Senadores aprueban Plan B; revocación de mandato es ‘bateada’ hasta 2028

Con los cambios constitucionales, los ayuntamientos de los municipios podrán integrarse con una sindicatura y hasta quince regidurías; también para el ámbito local, se agrega que el presupuesto de las legislaturas locales no debe exceder del cero punto setenta por ciento del presupuesto de egresos de la respectiva entidad federativa.
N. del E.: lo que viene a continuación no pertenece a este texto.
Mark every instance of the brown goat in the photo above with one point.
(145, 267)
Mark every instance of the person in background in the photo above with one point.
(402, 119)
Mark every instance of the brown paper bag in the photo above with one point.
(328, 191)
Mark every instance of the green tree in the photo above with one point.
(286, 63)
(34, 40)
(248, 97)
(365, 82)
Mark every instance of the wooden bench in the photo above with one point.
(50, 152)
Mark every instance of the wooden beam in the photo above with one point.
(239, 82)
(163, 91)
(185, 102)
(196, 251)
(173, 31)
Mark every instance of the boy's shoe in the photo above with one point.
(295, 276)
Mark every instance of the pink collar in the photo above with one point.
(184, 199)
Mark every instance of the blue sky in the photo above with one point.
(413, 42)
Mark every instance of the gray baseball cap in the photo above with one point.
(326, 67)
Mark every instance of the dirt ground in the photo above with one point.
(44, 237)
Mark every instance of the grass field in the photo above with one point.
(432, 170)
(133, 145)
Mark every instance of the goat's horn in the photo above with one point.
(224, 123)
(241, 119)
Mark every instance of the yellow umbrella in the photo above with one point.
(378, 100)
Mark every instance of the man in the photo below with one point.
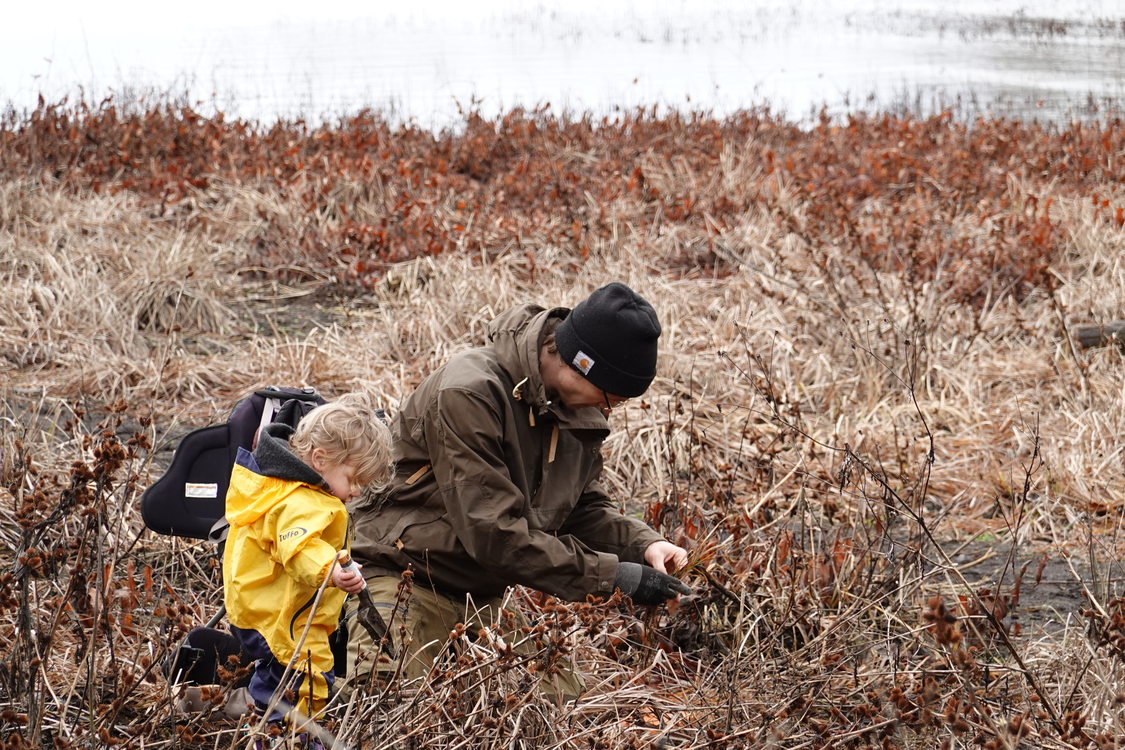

Para las autoridades electorales, el dictamen precisa que no podrán tener una remuneración mayor a la que percibe la persona titular del Ejecutivo Federal los consejeros, magistrados, secretaros titulares de las órganos administrativos y titulares de áreas ejecutivas y técnicas u homólogos del Instituto Nacional Electoral, los organismos públicos locales electorales y los tribunales electorales de las entidades federativas.

En el tercero transitorio del proyecto también se establece que el presupuesto anual autorizado para el Senado de la República deberá ajustarse de manera progresiva durante los cuatro ejercicios fiscales subsecuentes, con el objeto de alcanzar, al término de ese periodo, una reducción acumulada equivalente al quince por ciento.

En la discusión del dictamen, Martha Lucía Micher Camarena, de Morena, defendió que la reforma a la revocación de mandato confirma a este mecanismo como una expresión sustantiva del principio de soberanía popular y como instrumento de control democrático; “no es una figura simbólica, es una herramienta que transforma la manera en que se ejerce el poder” por lo que, sostuvo, con esta reforma “el mandato deja de ser inmutable” para estar sujeto al escrutinio de la gente.